By Hilary Mare
THE Africa Country Benchmark Report for 2017 has named Namibia as the 10th most food secure African country.
Namibia follows Tunisia, Mauritius, Morocco, Algeria, Egypt, Gabon, South Africa, Ghana and Senegal, who ended in first to ninth place, respectively.
The report also asserts that Namibia largely has a desert environment, but made the top 10 list, because of initiatives like the Agricultural Mechanisation and Seed Improvement Project.
Earlier this month, Namibia received a US$74million loan from the African Development Bank (AfDB), which will finance 70 percent of the project that will end the reliance on the annual importation of agricultural seeds and basic grains, while benefiting 295 000 crop farmers and 10 000 livestock farmers, and boosting national food production.
“There are several measures of a country’s food security situation, mostly health indicators. The percentage of malnourished children, included children suffering from stunting, due to improper nutrition, and provides a good snapshot of a country’s overall food situation. African countries have large divides between rich and poor, and childhood malnutrition is a measurement of how equitably a country’s most valuable commodity, food, is distributed,” the report explained.
The report added that incidents of obesity are rising in sub-Saharan African countries, as some grow more affluent.
“Middle-class lifestyles tend to bring poor eating choices and less physical activity. However, the prevalence of obesity does not correspond with a country’s food security situation, and often extreme childhood stunting exists side by side in a country, with increased adult obesity.
“Another measurement is to what extent external food aid, from such organisations as the World Food Programme, must be provided to circumvent famine – which countries receive food aid, how much and at what frequency,” the report said.
Just as the Africa Country Benchmark Report for 2017 amalgamates business and economic indexes to create an inclusive and holistic view of each African country’s performance, a review of this data gives insights into which countries are successfully expanding their food resources.
These countries tend to be politically stable, with democratic governance, and have better economic performance, resulting from their people-oriented politics.
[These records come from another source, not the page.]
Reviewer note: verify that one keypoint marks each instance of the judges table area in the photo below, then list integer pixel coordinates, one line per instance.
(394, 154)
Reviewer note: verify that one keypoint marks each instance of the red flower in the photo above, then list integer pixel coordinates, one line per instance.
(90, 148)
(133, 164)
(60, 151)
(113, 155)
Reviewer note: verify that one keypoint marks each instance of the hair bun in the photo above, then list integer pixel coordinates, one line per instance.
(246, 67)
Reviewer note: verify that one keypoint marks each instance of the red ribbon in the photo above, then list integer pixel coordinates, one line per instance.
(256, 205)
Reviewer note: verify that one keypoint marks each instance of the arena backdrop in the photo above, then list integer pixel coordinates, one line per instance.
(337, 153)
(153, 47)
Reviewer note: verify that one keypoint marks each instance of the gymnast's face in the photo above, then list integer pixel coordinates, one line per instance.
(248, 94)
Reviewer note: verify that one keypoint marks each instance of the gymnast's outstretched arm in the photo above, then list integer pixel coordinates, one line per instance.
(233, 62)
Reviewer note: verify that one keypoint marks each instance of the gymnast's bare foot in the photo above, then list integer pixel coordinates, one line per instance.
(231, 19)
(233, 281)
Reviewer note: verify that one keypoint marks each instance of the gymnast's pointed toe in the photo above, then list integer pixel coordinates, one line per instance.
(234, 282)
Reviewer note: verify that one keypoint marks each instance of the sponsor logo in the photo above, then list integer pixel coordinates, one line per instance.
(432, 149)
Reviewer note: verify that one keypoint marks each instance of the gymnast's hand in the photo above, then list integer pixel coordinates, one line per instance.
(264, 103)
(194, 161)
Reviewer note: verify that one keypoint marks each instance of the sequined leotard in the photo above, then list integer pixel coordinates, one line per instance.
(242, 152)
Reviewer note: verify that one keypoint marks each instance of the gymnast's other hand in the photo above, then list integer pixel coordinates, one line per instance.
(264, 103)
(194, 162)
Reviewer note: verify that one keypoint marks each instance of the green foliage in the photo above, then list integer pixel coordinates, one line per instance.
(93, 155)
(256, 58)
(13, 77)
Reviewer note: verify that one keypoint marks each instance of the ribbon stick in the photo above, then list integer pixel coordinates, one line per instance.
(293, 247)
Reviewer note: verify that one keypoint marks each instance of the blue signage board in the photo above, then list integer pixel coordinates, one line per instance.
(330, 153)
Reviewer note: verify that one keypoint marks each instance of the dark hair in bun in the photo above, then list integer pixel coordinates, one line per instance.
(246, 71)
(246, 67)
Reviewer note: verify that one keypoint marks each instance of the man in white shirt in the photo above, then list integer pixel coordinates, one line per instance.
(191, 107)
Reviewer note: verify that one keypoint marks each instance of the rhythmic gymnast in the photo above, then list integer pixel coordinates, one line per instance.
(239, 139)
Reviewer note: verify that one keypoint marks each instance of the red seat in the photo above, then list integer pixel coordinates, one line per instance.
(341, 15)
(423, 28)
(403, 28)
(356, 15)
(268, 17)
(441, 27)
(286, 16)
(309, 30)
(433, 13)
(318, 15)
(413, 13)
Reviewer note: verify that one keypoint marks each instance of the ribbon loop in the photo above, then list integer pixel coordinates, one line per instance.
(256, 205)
What do all of these countries have in common? The top ten nations are all democracies, which are at peace and all of them have historic trade routes with foreign markets and none of them are geographically landlocked. “As democracies, their governments are more attentive to the needs of their populations (i.e. voters). As countries at peace, they are able to focus national spending and efforts on food security. These conditions, which are more pro-people governance, and the absence of armed conflict, also lead to more prosperous economies, allowing citizens to purchase more and better quality food,” the report said.
“These ten nations also have export-driven trading economies, where movement of foodstuffs have been going on for centuries. Such trade assures the availability of food, even when local crops are affected by natural disaster. However, many of these countries are perennial food exporters, having long succeeded in growing surplus food for the international market.” The long-established societies of North Africa, with their centuries-old trade ties with Europe and the Middle East, have found food security that endows their peoples with the continent’s longest life expectancies.
Libya, which is at present divided by civil war, has seen its social indicators decline, and while famine is not a problem now, no aspect of national life, including food, can be seen as “secure”. “Otherwise, all North African countries – Algeria, Egypt, Morocco and Tunisia – despite their populations of poor people, who struggle for nutrition, are present on the ACBR 2017 list of Africa’s most food secure nations.
“These countries are also proactive in food production, recognising that food security is never 100 percent on a continent with widespread poverty, and are constantly striving for ways to boost farming output,” the report added.